For step 2 just encode the result to some base of your choice. For instance, to encode a 30-bit number, you could use 6 "digits" of an alphabet of 32 characters (so you can encode 6*5=30 bits).
An example for this step in C#:
const string ALPHABET= "AG8FOLE2WVTCPY5ZH3NIUDBXSMQK7946";
static string couponCode(uint number) {
StringBuilder b = new StringBuilder();
for (int i=0; i<6; ++i) {
b.Append(ALPHABET[(int)number&((1 << 5)-1)]);
number = number >> 5;
}
return b.ToString();
}
static uint codeFromCoupon(string coupon) {
uint n = 0;
for (int i = 0; i < 6; ++i)
n = n | (((uint)ALPHABET.IndexOf(coupon[i])) << (5 * i));
return n;
}
For inputs 0 - 9 this yields the following coupon codes
0 => 5VZNKB
1 => HL766Z
2 => TMGSEY
3 => P28L4W
4 => EM5EWD
5 => WIACCZ
6 => 8DEPDA
7 => OQE33A
8 => 4SEQ5A
9 => AVAXS5
Note, that this approach has two different internal "secrets": First, the round function together with the number of rounds used and second, the alphabet you use for encoding the encyrpted result. But also note, that the shown implementation is in no way secure in a cryptographical sense!
Also note, that the shown function is a total bijective function, in the sense, that every possible 6-character code (with characters out of your alphabet) will yield a unique number. To prevent anyone from entering just some random code, you should define some kind of restictions on the input number. E.g. only issue coupons for the first 10.000 numbers. Then, the probability of some random coupon code to be valid would be 10000/2^30=0.00001 (it would require about 50000 attempts to find a correct coupon code). If you need more "security", you can just increase the bit size/coupon code length (see below).
EDIT: Change Coupon code length
Changing the length of the resulting coupon code requires some math: The first (encrypting) step only works on a bit string with even bit count (this is required for the Feistel cipher to work).

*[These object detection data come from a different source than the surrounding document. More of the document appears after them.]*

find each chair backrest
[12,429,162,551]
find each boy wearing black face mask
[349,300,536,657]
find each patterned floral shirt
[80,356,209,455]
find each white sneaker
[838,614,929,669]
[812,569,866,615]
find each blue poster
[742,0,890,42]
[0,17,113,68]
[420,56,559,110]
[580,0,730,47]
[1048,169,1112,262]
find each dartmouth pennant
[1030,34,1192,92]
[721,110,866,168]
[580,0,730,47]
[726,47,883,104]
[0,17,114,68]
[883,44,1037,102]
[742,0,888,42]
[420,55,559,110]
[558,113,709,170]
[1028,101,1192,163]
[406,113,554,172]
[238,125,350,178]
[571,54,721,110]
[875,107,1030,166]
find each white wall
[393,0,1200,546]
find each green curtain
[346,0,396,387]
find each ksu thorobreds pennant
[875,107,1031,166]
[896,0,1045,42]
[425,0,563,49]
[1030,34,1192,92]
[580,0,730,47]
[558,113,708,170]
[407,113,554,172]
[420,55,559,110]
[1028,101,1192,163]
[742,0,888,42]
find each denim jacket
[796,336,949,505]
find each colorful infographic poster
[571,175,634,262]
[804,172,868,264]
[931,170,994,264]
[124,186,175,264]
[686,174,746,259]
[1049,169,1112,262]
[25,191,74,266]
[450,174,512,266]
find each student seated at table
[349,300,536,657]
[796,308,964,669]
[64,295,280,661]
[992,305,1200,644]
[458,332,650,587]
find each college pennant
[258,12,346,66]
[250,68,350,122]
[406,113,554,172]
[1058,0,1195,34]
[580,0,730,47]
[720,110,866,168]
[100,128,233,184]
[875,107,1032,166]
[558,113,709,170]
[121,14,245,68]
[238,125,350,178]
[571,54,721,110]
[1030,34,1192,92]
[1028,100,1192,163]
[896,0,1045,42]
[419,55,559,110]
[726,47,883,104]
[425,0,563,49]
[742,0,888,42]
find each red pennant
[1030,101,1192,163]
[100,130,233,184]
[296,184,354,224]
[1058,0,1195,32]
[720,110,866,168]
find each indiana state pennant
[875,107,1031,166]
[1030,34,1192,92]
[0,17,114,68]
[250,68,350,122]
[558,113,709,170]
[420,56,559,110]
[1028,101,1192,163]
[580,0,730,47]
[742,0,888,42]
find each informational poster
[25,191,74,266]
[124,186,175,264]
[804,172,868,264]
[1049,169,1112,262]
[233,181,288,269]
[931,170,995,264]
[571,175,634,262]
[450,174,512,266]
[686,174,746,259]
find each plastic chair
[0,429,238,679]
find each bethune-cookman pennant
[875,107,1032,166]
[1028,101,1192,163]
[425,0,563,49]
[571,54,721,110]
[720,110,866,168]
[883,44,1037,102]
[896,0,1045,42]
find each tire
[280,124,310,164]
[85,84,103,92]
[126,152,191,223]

In the the second step, the number of bits that can be encoded using a given alphabet depends on the "size" of chosen alphabet and the length of the coupon code. This "entropy", given in bits, is, in general, not an integer number, far less an even integer number. For example:
A 5-digit code using a 30 character alphabet results in 30^5 possible codes which means ld(30^5)=24.53 bits/Coupon code.

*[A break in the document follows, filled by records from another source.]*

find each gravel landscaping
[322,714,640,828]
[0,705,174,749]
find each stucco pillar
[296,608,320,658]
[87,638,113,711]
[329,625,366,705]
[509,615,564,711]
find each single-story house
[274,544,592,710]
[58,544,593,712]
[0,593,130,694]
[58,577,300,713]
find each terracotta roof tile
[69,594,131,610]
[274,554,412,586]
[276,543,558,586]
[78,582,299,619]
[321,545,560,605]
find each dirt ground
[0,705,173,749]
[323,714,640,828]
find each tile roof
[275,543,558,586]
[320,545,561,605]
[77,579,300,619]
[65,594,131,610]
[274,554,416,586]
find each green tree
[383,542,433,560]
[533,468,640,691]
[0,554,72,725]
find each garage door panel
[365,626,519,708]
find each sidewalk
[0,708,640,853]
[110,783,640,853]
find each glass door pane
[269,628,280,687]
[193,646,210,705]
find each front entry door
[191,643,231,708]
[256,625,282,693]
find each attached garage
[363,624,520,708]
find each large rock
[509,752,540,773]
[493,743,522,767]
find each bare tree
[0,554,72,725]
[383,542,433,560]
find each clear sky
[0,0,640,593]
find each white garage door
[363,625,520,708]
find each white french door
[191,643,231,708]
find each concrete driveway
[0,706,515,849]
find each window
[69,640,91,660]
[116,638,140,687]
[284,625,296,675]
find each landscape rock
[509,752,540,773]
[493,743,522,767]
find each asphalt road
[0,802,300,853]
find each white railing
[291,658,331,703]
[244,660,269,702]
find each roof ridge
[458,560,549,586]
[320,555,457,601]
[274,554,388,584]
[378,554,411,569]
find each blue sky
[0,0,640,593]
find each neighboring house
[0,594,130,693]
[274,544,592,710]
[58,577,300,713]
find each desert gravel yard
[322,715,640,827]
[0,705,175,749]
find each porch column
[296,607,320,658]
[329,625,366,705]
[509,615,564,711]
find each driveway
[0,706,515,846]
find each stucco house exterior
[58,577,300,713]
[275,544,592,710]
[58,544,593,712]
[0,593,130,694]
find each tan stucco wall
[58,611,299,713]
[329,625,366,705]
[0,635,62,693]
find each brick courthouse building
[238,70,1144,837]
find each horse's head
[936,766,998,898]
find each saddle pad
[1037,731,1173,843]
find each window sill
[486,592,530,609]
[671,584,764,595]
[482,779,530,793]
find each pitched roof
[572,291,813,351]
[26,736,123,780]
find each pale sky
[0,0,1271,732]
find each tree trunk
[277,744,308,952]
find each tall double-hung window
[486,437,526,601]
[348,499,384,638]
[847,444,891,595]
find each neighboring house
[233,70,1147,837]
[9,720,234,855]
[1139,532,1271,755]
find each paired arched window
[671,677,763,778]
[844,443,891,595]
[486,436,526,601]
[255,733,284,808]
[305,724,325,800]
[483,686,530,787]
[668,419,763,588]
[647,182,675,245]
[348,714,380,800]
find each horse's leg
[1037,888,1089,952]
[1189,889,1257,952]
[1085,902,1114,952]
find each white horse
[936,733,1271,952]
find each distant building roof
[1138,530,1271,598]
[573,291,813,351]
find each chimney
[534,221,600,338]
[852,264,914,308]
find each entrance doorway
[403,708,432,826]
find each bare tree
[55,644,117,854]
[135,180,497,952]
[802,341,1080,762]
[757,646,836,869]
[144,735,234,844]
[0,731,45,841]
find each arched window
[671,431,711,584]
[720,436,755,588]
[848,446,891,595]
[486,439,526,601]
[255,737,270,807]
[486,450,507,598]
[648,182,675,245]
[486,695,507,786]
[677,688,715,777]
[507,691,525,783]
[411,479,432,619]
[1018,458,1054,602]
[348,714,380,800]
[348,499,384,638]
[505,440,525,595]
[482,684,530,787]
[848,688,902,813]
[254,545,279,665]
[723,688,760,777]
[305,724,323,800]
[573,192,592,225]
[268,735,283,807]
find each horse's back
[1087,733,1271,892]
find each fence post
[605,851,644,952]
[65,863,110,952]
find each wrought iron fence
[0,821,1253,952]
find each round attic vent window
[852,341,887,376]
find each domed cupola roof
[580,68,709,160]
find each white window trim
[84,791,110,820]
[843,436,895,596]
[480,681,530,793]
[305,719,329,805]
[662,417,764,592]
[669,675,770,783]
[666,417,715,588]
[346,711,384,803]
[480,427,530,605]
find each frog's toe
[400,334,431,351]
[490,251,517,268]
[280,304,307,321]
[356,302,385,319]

For a four-digit code, there is a simple solution: Given a 32-Character alphabet you can encode *ld(32^4)=5*4=20* Bits. So you can just set the BITCOUNT to 20 and change the for loop in the second part of the code to run until 4 (instead of 6)
Generating a five-digit code is a bit trickier and somhow "weakens" the algorithm: You can set the BITCOUNT to 24 and just generate a 5-digit code from an alphabet of 30 characters (remove two characters from the ALPHABET string and let the for loop run until 5).
But this will not generate all possible 5-digit-codes: with 24 bits you can only get 16,777,216 possible values from the encryption stage, the 5 digit codes could encode 24,300,000 possible numbers, so some possible codes will never be generated. More specifically, the last position of the code will never contain some characters of the alphabet. This can be seen as a drawback, because it narrows down the set of valid codes in an obvious way.
When decoding a coupon code, you'll first have to run the codeFromCoupon function and then check, if bit 25 of the result is set. This would mark an invalid code that you can immediately reject. Note that, in practise, this might even be an advantage, since it allows a quick check (e.g. on the client side) of the validity of a code without giving away all internals of the algorithm.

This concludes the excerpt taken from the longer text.